The Democrats Created This Mess, They Should Live With It
February 16th, 2008
So undoubtedly you have heard the new media hurricane of speculation surrounding the role of super delegates and their nefarious potential to overtake the popular will of the people and potentially select a candidate who isn’t Barack Obama to the nomination. Today the New York Times even has a piece on how Al Gore and other “superdelegates” are struggling with their role in the process and rapidly attempting to find a place of harmony for the party.
To all of this I say, bah humbug, and I urge everyone else to do the same.
I understand the plight of the Democratic party and the very liberal elements of the media (I am looking at you MSNBC) who are so caught up in the new frenzy to throw party rules to the wind and find a way to get a nominee ASAP. These people want to raise the eventual nominees chances of winning back the White House. At the end of the day though I don’t feel the least bit sorry for them.
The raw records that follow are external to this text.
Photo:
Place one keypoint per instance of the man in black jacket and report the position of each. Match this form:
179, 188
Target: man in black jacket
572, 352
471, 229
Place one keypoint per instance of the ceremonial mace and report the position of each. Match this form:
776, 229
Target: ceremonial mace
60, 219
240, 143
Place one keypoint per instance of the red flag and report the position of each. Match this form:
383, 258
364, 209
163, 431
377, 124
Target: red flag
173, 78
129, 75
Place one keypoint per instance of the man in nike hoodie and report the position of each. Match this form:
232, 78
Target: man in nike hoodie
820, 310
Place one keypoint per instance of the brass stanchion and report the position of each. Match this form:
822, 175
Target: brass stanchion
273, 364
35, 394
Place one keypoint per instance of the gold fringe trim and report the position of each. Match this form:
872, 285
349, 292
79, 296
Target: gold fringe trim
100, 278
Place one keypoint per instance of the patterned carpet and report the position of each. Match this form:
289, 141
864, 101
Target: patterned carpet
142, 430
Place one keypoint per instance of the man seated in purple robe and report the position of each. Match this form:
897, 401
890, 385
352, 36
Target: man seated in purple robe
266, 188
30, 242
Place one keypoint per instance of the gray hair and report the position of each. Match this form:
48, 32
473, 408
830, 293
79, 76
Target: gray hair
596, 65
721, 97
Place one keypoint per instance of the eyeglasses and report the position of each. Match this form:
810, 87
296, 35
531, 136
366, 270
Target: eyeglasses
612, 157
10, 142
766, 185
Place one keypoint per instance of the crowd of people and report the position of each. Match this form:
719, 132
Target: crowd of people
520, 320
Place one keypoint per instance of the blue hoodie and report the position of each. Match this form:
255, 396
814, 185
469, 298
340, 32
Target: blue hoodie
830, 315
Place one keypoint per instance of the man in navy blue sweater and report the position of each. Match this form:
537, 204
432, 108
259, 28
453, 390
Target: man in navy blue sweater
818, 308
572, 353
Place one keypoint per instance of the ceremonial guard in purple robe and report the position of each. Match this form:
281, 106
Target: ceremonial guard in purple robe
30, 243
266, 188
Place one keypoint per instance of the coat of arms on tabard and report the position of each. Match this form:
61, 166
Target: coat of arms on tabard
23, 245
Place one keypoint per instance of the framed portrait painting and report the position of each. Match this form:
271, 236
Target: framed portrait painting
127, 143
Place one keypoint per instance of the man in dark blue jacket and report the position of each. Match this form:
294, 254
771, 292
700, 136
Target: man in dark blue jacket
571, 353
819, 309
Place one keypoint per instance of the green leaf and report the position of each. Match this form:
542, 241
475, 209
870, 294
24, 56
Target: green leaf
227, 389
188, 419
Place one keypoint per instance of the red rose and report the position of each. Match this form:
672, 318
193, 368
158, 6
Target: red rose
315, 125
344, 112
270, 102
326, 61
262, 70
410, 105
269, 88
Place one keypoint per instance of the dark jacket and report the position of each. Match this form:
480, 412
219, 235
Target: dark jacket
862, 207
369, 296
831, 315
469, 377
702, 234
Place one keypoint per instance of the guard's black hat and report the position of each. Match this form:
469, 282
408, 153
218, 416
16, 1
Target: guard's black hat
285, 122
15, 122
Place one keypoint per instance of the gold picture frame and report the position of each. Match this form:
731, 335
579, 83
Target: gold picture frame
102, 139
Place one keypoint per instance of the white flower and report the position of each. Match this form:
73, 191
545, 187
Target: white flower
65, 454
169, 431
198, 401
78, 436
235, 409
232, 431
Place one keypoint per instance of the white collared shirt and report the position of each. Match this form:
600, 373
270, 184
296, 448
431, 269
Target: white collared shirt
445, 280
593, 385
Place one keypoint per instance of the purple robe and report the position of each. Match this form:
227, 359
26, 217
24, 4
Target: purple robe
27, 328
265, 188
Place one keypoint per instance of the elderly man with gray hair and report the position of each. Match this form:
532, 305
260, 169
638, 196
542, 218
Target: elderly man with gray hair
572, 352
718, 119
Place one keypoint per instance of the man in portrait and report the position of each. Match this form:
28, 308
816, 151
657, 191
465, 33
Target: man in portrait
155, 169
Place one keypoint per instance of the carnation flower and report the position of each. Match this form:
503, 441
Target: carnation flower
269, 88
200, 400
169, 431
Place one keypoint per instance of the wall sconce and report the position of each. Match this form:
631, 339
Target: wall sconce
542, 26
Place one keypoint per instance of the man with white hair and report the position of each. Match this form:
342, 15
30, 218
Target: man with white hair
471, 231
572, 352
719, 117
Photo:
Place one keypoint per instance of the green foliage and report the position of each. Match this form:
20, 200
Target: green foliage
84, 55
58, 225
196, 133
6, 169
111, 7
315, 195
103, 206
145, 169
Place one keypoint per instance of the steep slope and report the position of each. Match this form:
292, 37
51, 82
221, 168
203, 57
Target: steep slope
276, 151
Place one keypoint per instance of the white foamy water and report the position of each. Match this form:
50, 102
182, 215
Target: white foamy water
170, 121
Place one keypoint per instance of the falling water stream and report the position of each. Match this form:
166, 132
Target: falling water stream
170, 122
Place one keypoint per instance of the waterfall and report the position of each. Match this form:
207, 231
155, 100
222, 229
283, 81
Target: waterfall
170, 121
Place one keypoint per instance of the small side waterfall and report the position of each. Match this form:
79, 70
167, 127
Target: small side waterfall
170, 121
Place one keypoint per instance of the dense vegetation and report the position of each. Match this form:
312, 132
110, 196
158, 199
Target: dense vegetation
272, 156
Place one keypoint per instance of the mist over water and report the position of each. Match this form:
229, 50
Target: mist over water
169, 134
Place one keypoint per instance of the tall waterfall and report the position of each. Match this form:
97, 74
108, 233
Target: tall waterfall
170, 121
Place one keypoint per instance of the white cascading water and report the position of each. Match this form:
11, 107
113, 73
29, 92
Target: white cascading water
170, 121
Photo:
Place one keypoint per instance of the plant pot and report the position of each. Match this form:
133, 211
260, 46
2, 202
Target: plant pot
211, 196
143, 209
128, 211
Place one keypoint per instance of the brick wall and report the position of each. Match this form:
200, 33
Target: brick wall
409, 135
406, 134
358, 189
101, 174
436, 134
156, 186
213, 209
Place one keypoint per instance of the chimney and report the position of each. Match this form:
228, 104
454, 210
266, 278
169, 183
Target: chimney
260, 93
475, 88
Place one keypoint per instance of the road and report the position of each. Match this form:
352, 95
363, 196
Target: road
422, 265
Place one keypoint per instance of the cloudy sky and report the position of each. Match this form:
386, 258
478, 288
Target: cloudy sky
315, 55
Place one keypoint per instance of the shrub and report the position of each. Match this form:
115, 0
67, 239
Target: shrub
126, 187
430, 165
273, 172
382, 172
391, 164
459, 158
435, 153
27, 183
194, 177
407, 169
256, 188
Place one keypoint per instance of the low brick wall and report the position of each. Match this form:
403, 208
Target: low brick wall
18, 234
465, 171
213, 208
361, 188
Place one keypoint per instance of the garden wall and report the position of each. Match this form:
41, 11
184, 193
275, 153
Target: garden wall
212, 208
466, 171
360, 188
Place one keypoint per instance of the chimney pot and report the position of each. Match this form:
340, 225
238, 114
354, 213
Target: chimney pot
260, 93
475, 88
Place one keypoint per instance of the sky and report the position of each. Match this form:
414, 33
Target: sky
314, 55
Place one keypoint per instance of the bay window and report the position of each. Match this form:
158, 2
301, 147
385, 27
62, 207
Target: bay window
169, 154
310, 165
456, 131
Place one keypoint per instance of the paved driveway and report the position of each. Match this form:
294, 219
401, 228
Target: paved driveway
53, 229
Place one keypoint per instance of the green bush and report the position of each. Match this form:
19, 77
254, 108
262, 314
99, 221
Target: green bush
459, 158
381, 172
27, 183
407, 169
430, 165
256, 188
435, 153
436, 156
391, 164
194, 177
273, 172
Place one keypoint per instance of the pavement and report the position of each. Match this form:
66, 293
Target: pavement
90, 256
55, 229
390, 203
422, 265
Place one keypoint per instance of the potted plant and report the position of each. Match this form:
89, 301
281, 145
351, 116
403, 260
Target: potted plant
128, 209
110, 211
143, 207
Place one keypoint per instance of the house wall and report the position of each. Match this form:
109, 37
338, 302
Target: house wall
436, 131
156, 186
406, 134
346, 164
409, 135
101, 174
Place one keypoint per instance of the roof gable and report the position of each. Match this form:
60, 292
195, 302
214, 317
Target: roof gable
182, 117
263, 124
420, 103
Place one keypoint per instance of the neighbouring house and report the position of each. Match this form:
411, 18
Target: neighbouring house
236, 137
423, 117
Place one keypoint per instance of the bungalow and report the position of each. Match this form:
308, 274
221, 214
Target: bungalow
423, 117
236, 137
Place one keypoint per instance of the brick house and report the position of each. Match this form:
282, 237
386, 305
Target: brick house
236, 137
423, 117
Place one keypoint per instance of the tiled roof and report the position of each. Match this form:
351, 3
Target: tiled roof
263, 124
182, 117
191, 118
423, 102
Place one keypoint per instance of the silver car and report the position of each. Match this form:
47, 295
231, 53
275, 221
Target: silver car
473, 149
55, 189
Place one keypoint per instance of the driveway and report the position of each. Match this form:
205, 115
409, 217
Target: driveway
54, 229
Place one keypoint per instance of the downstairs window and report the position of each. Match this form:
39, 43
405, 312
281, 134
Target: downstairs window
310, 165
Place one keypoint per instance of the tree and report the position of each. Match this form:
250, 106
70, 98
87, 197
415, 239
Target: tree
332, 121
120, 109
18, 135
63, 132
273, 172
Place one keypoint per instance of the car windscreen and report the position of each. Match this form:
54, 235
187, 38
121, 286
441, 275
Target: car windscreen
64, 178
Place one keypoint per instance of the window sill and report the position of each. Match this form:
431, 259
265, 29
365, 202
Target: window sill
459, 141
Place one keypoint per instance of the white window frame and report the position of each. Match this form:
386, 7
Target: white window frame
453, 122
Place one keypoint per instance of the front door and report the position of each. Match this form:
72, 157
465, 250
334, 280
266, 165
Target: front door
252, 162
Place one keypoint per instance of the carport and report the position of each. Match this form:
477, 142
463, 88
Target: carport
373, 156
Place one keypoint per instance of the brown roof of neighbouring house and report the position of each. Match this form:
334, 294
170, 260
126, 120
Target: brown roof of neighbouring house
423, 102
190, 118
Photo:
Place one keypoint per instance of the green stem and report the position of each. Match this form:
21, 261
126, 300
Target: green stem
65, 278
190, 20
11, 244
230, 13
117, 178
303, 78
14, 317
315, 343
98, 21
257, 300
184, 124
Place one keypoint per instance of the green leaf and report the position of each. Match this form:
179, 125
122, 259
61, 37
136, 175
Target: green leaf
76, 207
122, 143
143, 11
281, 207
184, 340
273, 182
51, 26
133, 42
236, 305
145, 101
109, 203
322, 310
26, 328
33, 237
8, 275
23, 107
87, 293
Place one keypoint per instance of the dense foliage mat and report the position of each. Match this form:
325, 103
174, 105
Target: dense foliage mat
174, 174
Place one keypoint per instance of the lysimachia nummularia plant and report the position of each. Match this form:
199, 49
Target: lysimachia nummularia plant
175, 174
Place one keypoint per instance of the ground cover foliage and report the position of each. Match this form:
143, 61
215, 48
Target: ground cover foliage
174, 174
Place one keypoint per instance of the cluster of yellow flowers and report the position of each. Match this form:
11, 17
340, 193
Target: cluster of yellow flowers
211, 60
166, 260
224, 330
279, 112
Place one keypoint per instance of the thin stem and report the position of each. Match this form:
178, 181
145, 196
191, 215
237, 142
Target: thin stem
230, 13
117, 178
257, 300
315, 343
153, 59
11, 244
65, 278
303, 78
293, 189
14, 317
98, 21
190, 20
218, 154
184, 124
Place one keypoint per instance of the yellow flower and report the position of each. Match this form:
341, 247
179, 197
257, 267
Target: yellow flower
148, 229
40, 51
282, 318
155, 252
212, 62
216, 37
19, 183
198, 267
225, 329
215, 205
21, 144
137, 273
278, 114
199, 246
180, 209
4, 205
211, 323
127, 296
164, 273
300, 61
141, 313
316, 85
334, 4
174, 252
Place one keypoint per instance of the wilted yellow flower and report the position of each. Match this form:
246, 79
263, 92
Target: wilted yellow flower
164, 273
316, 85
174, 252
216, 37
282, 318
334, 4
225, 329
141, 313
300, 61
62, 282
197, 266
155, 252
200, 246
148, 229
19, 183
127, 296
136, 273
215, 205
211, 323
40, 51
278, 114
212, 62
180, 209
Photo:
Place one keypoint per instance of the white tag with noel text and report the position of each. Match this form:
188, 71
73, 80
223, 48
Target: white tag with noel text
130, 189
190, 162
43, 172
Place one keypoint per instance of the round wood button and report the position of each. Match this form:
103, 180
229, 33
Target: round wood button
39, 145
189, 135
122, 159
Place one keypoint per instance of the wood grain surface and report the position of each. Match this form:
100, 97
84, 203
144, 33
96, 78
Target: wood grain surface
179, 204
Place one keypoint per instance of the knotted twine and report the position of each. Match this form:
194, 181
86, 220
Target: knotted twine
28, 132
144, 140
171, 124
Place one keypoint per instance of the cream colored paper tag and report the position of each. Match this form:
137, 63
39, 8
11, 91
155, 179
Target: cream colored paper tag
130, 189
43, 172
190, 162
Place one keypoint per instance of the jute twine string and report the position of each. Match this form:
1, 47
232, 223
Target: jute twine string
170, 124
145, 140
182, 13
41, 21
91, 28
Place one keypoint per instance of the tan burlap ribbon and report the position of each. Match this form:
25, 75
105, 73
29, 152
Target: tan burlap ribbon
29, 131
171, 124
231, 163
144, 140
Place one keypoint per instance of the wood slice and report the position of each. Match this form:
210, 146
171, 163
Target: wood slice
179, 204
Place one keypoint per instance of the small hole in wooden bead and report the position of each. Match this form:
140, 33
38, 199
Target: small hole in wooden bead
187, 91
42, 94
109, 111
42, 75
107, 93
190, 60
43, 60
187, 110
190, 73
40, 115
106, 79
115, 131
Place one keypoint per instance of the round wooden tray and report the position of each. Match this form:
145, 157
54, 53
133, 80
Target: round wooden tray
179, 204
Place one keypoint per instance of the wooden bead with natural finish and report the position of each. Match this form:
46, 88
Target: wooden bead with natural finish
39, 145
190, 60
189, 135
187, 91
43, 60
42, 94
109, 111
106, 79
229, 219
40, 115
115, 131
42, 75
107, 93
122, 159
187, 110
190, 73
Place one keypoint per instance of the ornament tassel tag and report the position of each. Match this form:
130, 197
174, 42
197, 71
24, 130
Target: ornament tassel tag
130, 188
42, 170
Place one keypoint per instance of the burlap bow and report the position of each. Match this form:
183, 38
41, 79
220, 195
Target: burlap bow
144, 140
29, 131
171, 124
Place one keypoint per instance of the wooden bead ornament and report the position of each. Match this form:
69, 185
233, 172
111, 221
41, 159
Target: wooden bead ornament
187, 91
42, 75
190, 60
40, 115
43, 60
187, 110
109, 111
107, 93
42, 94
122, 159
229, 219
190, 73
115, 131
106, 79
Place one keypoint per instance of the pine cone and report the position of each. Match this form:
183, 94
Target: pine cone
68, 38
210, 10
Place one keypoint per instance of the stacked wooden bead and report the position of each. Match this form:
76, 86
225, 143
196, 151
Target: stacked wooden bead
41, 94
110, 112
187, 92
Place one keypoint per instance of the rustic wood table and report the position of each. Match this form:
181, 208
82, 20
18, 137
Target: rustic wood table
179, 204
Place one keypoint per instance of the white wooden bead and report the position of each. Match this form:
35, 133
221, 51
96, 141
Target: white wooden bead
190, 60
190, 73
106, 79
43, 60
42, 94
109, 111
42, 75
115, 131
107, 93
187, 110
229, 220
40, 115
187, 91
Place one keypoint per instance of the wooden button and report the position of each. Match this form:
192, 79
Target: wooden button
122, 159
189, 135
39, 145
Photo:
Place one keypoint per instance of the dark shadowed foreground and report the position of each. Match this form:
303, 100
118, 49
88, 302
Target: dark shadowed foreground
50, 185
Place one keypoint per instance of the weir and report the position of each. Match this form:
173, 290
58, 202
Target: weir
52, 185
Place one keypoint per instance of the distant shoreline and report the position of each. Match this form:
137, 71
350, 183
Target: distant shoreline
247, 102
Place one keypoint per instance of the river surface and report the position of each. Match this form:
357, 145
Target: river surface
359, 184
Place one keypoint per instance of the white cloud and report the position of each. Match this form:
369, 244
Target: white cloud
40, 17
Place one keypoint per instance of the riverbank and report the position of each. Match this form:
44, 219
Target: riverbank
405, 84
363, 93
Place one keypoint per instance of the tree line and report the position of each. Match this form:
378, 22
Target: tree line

In case you haven’t noticed the way both parties, but especially Democrats, elect their nominee is as backward as the cast of characters on Carnival. Their attempt to marginalize the popular vote by breaking up delegates, avoiding winner-take-all scenarios and giving weighted power to a group of current and former elected officials and DNC members has come back to bite them on the butt. Let’s not be coy here, this system sucks and it has sucked for decades and it only slightly sucks less than the three other major nominating system’s our nation’s parties have had in their past.
Remember folks that in the very beginning citizens did not vote for George Washington, they were not allowed to, likewise party nominee’s have rarely if ever truly been the choice of the people at large. Whether they were selected by Congress with the help of state representatives, party bosses, delegate conventions or state primaries the individual people of this nation have rarely had much of a say in things.
For the Democratic Party to now look at changing rules mid-game is a sign of just how desperate they are to win. No one forced the DNC to put Iowa and New Hampshire first, strip the delegates of two influential general election states or decide that the person who is the clear popular choice of a state’s people has about the same delegate count when the voting is over as the person who was not. No one forced these state parties to adopt caucuses that disenfranchise party members or to let people who are not affiliated with the party vote in their primaries.
In short, the system is flawed but it has been flawed for a very long time. A brokered convention with a knock-down-drag-out fight might damage the party but it might also be the only way of drumming home the reality that the system needs to be changed. Not updated or tampered with but repealed wholly and decisively and replaced with a system where people, not delegates or superdelegates or mathematical equations chose the nominee.
To the DNC you chose this crazy system, to the candidates you chose to run knowing it was broken and to the media pundits and hosts who clearly have picked their favorites I have news for you. A real brokered convention would probably create far better ratings than the Democratic love-fest I see on television every night. In short you would make more money, have more viewers and actually get to cover a race for once instead of declaring a winner after Iowa and New Hampshire.
Posted in Election 2008 | 6 Comments »
February 16th, 2008 at 8:06 pm
The only reason the GOP isn’t in the same boat is because nobody’s voting for their candidates.
February 16th, 2008 at 8:07 pm
They also have winner-take-all states which helps.
February 16th, 2008 at 8:14 pm
True enough
February 17th, 2008 at 1:28 am
The concept of “winner-take-all” states is ridiculous. These states only exacerbate the problem. Also, I can’t even understand what you are trying to say in this piece.
Instead of more “winner-take-all” states, why don’t we get rid of the electoral college? Then it would be a true popular election.
February 17th, 2008 at 3:53 am
A popular vote, as opposed to an electoral college, would disenfranchise small population states. State with large populations would get all the attention and campaigning (and money). It would be the same with primaries. Let’s put it this way. If everything was left to a countrywide referendum, California, New York, and a few more states with large populations would pretty much run everything. Like that idea? A proportional delegate system is the best for making votes count. If a candidate only narrowly beats another, yes s/he gets the same amount, but its less disenfranchising than winning by .1% and getting ALL the state’s delegates. Hear that RNC?
It’s the superdelegate system that the big Democrat party bosses instituted to get some “control” of the nomination process that is screwing them up. Oh, and of course caucuses.
But in all truth, the parties could just decide their nominee by rolling dice or even eenie meenie miney mo. But if they want a candidate who will get a good percentage of the general election vote, they might as well have delegate primaries to see beforehand what they can expect in the general.
February 17th, 2008 at 1:37 pm
Hows about this: Keep everything the way it is, with one change:
Do not release the outcomes of the primaries until all 50 states have had a chance to vote for their choice of nominee. Get the damn ‘momentum’ out of the equation.